Objective C - “Duplicate declaration of method” co

2019-05-21 00:55发布

问题:

I have this piece of code:

- (id) getSearchSuggestions:(NSString*)q;
- (NSOperationQueue*) getSearchSuggestions:(NSString*)q callback:(id<UserDelegate>)callback;
- (id) getSearchSuggestions;
- (NSOperationQueue*) getSearchSuggestions:(id<UserDelegate>)callback;

And I Xcode keeps showing me an error on the last line:

Duplicate declaration of method "getSearchSuggestions"

Why? It seems to me that the signatures are all different.

回答1:

This signature:

- (id) getSearchSuggestions:(NSString*)q;

Is identical to this signature:

- (NSOperationQueue*) getSearchSuggestions:(id<UserDelegate>)callback;

All object pointers are id. So both of these are methods that take an object and return an object.

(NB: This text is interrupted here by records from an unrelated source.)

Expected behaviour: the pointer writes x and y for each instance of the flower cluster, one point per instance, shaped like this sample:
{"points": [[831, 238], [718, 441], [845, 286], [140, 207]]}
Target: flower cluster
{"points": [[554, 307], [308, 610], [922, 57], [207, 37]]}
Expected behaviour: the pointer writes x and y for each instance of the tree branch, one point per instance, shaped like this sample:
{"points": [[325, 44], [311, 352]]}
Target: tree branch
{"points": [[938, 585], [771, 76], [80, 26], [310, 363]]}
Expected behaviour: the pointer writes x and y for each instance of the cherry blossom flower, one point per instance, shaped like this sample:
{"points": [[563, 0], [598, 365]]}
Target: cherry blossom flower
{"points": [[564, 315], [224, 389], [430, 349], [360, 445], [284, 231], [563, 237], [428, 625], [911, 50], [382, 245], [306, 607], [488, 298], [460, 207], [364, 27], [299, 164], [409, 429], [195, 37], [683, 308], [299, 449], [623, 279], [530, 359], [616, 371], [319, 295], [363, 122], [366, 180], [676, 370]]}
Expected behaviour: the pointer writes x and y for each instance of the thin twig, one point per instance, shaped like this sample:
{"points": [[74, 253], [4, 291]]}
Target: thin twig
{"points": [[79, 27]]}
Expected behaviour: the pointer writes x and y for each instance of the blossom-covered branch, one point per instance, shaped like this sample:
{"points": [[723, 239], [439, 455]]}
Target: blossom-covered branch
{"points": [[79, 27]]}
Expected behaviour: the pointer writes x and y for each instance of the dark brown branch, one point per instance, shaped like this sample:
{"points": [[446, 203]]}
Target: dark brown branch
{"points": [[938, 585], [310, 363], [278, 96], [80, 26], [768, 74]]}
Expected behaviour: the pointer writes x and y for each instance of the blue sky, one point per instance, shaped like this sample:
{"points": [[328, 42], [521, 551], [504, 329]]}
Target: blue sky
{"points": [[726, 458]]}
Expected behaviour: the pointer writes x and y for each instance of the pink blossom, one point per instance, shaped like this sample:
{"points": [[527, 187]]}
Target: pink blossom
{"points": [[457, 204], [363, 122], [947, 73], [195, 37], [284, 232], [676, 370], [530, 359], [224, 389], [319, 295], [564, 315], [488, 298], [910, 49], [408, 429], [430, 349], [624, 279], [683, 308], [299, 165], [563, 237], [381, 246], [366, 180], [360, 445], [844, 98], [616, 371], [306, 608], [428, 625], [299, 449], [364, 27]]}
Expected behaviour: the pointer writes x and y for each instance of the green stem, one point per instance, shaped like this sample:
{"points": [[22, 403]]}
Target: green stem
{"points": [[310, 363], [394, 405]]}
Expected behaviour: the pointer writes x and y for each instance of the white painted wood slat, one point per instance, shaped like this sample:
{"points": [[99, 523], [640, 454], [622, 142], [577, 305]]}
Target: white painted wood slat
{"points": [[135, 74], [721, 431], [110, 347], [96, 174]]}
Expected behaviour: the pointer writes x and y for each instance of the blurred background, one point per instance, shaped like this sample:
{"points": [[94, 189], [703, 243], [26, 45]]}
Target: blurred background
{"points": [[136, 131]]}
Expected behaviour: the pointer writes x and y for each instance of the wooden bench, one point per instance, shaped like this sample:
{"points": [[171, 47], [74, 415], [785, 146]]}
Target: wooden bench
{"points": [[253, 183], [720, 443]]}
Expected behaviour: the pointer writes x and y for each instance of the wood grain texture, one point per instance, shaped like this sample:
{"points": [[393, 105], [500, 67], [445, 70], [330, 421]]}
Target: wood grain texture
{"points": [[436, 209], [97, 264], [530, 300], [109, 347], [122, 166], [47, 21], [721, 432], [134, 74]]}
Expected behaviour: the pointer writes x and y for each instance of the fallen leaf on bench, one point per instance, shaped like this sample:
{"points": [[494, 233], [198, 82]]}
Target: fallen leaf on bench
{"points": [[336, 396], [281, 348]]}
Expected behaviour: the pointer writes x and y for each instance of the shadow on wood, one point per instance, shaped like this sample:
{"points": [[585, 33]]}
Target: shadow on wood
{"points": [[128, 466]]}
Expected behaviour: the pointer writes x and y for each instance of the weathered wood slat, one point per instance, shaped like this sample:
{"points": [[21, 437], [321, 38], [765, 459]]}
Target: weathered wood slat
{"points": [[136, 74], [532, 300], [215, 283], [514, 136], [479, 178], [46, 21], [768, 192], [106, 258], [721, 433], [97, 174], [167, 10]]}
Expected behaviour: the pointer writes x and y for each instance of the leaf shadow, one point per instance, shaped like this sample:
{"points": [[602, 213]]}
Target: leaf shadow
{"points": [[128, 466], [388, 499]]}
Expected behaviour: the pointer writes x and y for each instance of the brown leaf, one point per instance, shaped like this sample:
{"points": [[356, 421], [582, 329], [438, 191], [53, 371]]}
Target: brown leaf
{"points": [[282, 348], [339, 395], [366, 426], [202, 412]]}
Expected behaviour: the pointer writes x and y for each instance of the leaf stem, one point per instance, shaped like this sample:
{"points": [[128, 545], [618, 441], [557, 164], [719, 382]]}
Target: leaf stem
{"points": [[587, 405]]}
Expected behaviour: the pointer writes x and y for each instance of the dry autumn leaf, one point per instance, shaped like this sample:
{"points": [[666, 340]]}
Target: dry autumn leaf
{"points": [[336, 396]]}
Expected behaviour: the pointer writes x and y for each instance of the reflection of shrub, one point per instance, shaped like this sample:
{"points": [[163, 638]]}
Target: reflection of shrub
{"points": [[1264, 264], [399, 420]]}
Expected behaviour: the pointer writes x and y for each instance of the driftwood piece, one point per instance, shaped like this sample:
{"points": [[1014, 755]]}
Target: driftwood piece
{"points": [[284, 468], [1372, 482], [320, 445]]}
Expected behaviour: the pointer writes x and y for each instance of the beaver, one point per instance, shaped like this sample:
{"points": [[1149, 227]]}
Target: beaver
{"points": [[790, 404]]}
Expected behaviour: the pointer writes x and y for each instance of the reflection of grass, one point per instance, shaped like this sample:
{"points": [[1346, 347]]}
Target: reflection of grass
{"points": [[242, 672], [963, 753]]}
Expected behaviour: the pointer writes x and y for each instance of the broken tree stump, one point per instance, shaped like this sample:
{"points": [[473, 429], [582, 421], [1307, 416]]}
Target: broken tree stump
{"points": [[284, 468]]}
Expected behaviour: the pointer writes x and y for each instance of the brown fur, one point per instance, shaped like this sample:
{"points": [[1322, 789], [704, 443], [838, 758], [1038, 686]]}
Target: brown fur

Examples of better names would be:

- (id)searchSuggestionsForQueryString:(NSString*)q; // Or ForTag, or whatever "q" is
- (NSOperationQueue*)searchOperationQueueForQuery:(NSString*)q callback:(id<UserDelegate>)callback;
- (id)fetchSearchSuggestions;
- (NSOperationQueue*)searchOperationQueueWithCallback:(id<UserDelegate>)callback;

It's not exactly clear why you return an operation queue here, but this is the kind of name you'd use for a method that did that.



回答2:

Think of the corresponding selectors:

- (id) getSearchSuggestions:(NSString*)q;
getSearchSuggestions:

- (NSOperationQueue*) getSearchSuggestions:(NSString*)q callback:(id<UserDelegate>)callback;
getSearchSuggestions:callback:

- (id) getSearchSuggestions;
getSearchSuggestions

- (NSOperationQueue*) getSearchSuggestions:(id<UserDelegate>)callback;
getSearchSuggestions:

As you can see, the first and the last method have the same selector, hence the duplicate method declaration error. You need to disambiguate them by changing their names.



回答3:

it is because these two have the same selector:

- (id) getSearchSuggestions:(NSString*)q;
- (NSOperationQueue*) getSearchSuggestions:(id<UserDelegate>)callback;

you must choose unique names for selectors.



回答4:

You seem to be trying to overload methods like in Java. Objective-C doesn't have this capability (it basically doesn't work well with Objective-C's more dynamic type system). In Objective-C, the selector for a method is the entirety of how it is identified. Think of it as a message: "Call the method named getSearchSuggestions: and give it these arguments." There can't be multiple methods in the class called getSearchSuggestions: because the selector is the only thing the message dispatch system has to determine which method is called.